Bestias de claxon fácil hacen converger mil sombras
en el punto caliente del atasco.
Los ancianos se escudan en sus gafas de cerca
y salen a respirar como astronautas noqueados,
los niños bailan por dentro de su espíritu.
Nadie grita, nadie sale de su asombro,
ningún motor aúlla ensimismado,
nadie imagina una banda de jazz desorbitando el ritmo,
ni siquiera los jóvenes que agarrotan la espalda sin pizca de emoción.
Un concierto de bocinas elevándose al cielo -acústica plegaria-
y una pelota roja arrumbada en el arcén de la carretera
que gimotea en busca de su dueño como un pobre animal abandonado
dominan la situación con aseidad.
Nada por aquí, nada por allá.
El túnel multiplica las heridas:
un hombre se granjea el favor popular gracias a su mercedes elegante
-icono de su meteórica carrera-,
las personas de nombre utilitario se apartan de su paso.
La luz tiene motivos para huir a través de las horas de lujuria
que suceden al pie de cada coche,
maneja un cargamento de razones para obrar su milagro imperceptible
(la luz sólo es la rúbrica del fuego,
pero se afianza en la penumbra de su viaje más largo).
El bochorno se adueña de los retrovisores.

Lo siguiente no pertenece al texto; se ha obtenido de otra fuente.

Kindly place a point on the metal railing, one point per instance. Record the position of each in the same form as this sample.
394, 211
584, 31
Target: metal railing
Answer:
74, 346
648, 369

Por ejemplo:
un vehículo inmóvil asesta un golpe trágico a su reacio conductor
que la palma entre excepcionales medidas de seguridad,
después de recibir algunos sacramentos;
un niño tranquilo saca a su mascota a estirar las patas,
sólo estira una y fenece embestida por un minotauro en celo...
Por suerte, nadie muere, apenas expira el tiempo edificante,
incluso las motas de polvo renacen con suficiente estética
y hasta los objetos regeneran sus hábitos sutiles
(la cosa asciende a cosa y, así cosificada, restablece el silencio entre las formas,
introduce un ahora en la línea probable de los acontecimientos).
¡Cuánta piedad se ahorran los espejos desde que el mundo es sueño!
Se reanuda el flujo.
Millones de automovilistas hacen las maletas
o prefieren otra ruta menos clandestina para mirar al frente y recorrer.